Copyright shall at all times remain vested in the Author. No part of the work shall be used, reproduced, stored in a retrieval system, or transmitted in any form or by any means electronic, mechanical, photocopying, recording or otherwise, without the Author's express written consent.


Heady as Spanish champagne, the Autumn air.

A falling fir cone hits my shoulder

reminding me of picnics in Andalusia.

 

You always wore strappy glitzy sandals,

killer heels when driving those pine-scented hills.

Film star glamour, whooshy skirts were yours

 

jangly earrings, carmine reddened lips.

Christmas envelopes for me spilled trinkets

bangles, a necklace of coloured glass

 

…and the American dresses, all sequins, lace,

shimmering petticoats to fuel my schoolgirl

fancies of rocking rolling and romancing.

 

Your hands that last time shocked me.

 

Your hands, (nails once cherry-varnished)

now skeletal, barely covered by a gauze of flesh.

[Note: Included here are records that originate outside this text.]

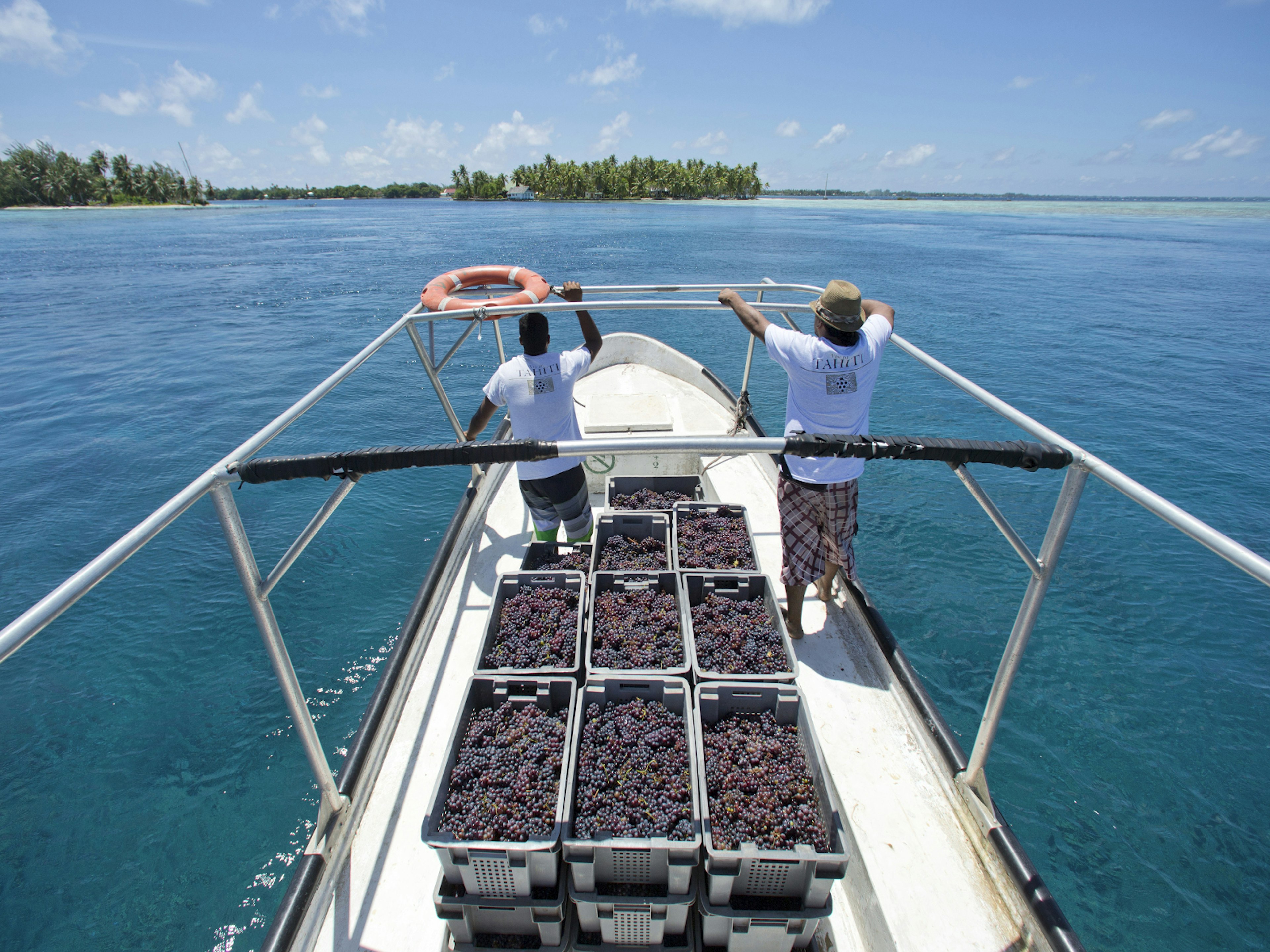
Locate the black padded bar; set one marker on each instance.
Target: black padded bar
(1015, 454)
(381, 459)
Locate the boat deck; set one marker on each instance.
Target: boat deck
(921, 876)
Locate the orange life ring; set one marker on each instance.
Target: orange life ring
(534, 289)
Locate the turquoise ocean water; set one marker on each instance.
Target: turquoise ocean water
(153, 795)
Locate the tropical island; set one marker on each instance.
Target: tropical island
(609, 179)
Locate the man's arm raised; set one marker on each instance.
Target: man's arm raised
(872, 308)
(572, 291)
(750, 315)
(481, 419)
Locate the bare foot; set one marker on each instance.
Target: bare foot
(794, 630)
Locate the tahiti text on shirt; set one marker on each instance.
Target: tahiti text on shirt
(839, 364)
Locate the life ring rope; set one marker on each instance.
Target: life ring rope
(439, 293)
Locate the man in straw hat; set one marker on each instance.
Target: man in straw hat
(832, 376)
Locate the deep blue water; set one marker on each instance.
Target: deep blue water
(153, 794)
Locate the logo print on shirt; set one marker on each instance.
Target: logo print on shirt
(837, 384)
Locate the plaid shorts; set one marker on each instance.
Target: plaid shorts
(816, 526)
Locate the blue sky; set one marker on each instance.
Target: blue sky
(1085, 98)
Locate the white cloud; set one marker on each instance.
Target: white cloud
(352, 16)
(833, 136)
(615, 69)
(614, 133)
(1167, 117)
(178, 88)
(737, 13)
(130, 102)
(309, 134)
(248, 108)
(1223, 143)
(414, 138)
(543, 26)
(717, 143)
(173, 93)
(517, 133)
(916, 155)
(213, 157)
(1116, 155)
(364, 158)
(27, 35)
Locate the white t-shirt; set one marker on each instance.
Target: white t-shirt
(539, 397)
(830, 391)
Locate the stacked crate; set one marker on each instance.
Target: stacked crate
(624, 893)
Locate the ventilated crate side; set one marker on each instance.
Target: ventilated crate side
(625, 580)
(736, 512)
(751, 871)
(627, 858)
(469, 917)
(536, 551)
(568, 928)
(629, 485)
(633, 526)
(688, 941)
(759, 931)
(699, 586)
(501, 869)
(512, 584)
(634, 921)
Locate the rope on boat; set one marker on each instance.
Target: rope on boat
(1015, 454)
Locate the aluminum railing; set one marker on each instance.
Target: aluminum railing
(257, 587)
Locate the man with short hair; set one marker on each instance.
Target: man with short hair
(538, 390)
(832, 376)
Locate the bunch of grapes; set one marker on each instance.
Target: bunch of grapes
(634, 777)
(737, 638)
(491, 940)
(713, 540)
(538, 629)
(637, 630)
(576, 560)
(759, 785)
(623, 553)
(507, 775)
(648, 499)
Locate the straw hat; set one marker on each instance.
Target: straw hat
(840, 306)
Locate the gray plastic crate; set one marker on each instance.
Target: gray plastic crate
(750, 871)
(469, 917)
(633, 526)
(655, 860)
(736, 512)
(512, 584)
(742, 588)
(536, 551)
(759, 930)
(688, 941)
(568, 928)
(627, 485)
(628, 580)
(634, 921)
(501, 869)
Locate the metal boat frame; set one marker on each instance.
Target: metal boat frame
(340, 794)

I never knew a hand held so many tiny bones.

 

From your window we watch bulldozers

shudder the foundations of an old church

in favour of underground parking space.

 

No locals chatter in the Plaza

or seek their shade

beneath orange trees smoked in yellow dust.

 

Unable to lift a glass of water, whose cup

once bubbled with champagne and craic

you lie, ankles splintery as dried pine needles.